Your team is about to build a Dark Vessel Risk Assessment Tool: a system that helps maritime intelligence analysts at the Office of Naval Intelligence (ONI) detect vessels that may be evading sanctions. These analysts work a 24/7 watch floor at the National Maritime Intelligence Center, monitoring vessel traffic across entire ocean regions. Their job is to cross-reference vessel identities against sanctions lists, check behavioral history for patterns of deception, and correlate satellite imagery against transponder data to find vessels that have gone dark. Today, this work requires manually switching between six different systems and data formats. Your tool brings those sources together.

First, practice the Explore step. Ask your AI coding assistant:

I'm building a tool for maritime intelligence analysts
who monitor vessel traffic and detect sanctions evasion.
Their workflow involves cross-referencing AIS transponder
data, OFAC sanctions lists, vessel behavior history, and
satellite imagery.

What are the biggest pain points in this workflow today?
What would make the analyst's job faster and more accurate?

Spend 60 seconds reading the response. Let it inform which capability you focus on and what acceptance criteria you write.

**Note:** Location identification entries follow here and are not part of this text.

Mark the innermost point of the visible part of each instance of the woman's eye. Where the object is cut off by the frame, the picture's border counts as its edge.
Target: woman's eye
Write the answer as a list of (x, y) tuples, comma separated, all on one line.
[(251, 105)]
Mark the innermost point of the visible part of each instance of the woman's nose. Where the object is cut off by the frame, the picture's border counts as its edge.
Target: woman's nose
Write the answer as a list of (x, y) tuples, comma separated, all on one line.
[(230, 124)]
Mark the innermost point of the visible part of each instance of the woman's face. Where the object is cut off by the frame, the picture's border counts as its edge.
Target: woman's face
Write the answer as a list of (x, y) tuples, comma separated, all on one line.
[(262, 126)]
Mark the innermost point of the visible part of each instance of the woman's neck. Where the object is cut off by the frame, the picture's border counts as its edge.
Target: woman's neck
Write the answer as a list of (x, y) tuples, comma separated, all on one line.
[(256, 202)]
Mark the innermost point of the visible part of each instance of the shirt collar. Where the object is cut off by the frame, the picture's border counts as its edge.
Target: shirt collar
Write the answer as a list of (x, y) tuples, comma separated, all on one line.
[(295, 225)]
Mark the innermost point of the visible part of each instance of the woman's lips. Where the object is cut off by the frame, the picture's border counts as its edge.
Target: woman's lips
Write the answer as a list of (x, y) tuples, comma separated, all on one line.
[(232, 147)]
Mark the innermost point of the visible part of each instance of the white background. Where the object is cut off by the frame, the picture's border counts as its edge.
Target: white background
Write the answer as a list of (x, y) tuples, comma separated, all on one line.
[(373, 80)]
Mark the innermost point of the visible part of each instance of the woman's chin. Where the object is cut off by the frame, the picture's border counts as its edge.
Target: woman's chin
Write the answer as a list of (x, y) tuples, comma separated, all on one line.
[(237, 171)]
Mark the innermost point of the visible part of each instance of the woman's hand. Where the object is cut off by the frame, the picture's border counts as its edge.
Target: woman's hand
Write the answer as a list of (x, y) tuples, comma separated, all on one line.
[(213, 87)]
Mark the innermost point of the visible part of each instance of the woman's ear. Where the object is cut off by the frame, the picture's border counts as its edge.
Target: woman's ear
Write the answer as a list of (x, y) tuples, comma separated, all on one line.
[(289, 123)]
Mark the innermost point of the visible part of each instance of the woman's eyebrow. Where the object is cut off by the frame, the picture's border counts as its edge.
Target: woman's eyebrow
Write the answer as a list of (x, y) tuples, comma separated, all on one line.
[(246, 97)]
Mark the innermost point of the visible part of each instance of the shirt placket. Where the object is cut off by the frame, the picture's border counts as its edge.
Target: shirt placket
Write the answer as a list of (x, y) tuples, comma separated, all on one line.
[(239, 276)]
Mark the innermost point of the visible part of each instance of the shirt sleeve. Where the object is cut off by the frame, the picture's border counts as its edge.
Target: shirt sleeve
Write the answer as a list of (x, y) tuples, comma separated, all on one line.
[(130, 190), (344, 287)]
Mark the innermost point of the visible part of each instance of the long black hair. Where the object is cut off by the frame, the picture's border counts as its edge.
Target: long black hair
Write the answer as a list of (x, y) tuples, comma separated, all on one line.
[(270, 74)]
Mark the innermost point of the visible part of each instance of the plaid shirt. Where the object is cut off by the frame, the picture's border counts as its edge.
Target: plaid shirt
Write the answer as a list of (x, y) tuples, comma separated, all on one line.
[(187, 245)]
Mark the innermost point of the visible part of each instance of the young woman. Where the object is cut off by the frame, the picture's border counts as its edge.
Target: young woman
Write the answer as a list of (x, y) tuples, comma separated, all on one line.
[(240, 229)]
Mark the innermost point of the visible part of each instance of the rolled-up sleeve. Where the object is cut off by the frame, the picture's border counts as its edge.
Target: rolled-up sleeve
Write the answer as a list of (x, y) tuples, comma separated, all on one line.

Now write a user story for the ONI analyst with 2-3 acceptance criteria. The analyst has one role but many needs. Pick one capability to focus on:

  • Sanctions screening: "As an ONI watch floor analyst, I want to see which vessels match the OFAC sanctions list so that..."
  • Behavior analysis: "As an ONI watch floor analyst, I want to see each vessel's history of AIS gaps so that..."
  • Dark vessel detection: "As an ONI watch floor analyst, I want to cross-reference satellite detections against AIS positions so that..."

Add 2-3 Given/When/Then acceptance criteria that define when this feature is done.

Discuss: Notice how the "I want" changes the entire shape of the feature. Sanctions screening pulls from the OFAC list and needs a quick visual flag. Behavior analysis pulls from gap event history and needs a timeline view. Dark vessel detection pulls from satellite imagery and needs a map overlay. Same user, same tool, but each capability is a different delegation contract with different data, different UI, and different acceptance criteria.

Key Insight

A user story with acceptance criteria is a delegation contract. The story tells AI what to build and why. The criteria tell both of you when it's done. When you can't write the criteria, that's your signal to break the task down further, not to delegate and hope for the best.